We are all tired of the phrase ‘big data’. In essence big data is plumbing – bigger tanks, fatter pipes, more of them, and different shapes. The technologies are volatile, and unless there is dire need, the best thing to do is to wait until the dust settles. However, it isn’t the data that is really so interesting, it is what we do with it. And ultimately, can big data bring about new, and more powerful forms of business analytics? The answer to this isn’t always clear, since in many instances ten thousand rows of data will tell us pretty much the same as a hundred million. Much more interesting is the ‘orthogonality’ of data – and specifically new types of data. Web click stream data, location data, text data, social data, all add new dimensions to analysis, and it is data diversity that can truly bring about new insights.

Fast Data Analytics

It must be fairly obvious to most business leaders that we are headed toward a real-time economy. Streaming data, and the ability to process it in real-time, is where the real action will take place. Various approaches to this have materialized over the past decade, complex event processing (CEP) being one of them. This typically interrogates incoming streams of data, looking for meaningful events, and either triggering alerts or initiating actions. Technology of this nature has been used by firms involved in capital markets for some time, but soon we will all need to process fast data. The emerging Internet of Things (IoT) means many firms in manufacturing, retail, financial services, and in fact most industries, will need to process streaming data in real-time. Algorithms will decide whether a central heating system is about to give up, or which TV viewers might be best recipients of a promotional message when their football team scores.

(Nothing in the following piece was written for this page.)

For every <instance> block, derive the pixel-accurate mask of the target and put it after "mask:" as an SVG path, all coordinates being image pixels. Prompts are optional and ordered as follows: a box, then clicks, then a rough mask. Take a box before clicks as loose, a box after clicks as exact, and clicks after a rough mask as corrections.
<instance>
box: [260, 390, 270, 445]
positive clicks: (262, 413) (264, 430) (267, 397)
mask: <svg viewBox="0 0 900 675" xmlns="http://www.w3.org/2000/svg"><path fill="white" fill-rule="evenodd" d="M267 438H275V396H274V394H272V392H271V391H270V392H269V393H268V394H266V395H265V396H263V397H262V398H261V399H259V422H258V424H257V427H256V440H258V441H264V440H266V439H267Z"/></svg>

To this end we are seeing the introduction of new ‘big data’ technologies such as Spark – an in-memory processing architecture for high performance real-time applications (although it will also do traditional analytics).

Conclusion

Each of these types of business analytics comes with its own strengths and weaknesses. Business intelligence appeals to our visual interpretation of data, but because we are pattern seeking creatures, it is just too easy to see patterns that are nothing more than random noise. Predictive analytics provide a more objective way of establishing patterns in data, but is more complex, and not necessarily fool-proof. Prescriptive analytics is also complex, but promises to redefine the word ‘efficiency’. Finally, real-time analytics offers the most promise, but will require the most skill of all. And as the saying goes, businesses had better be there or be square.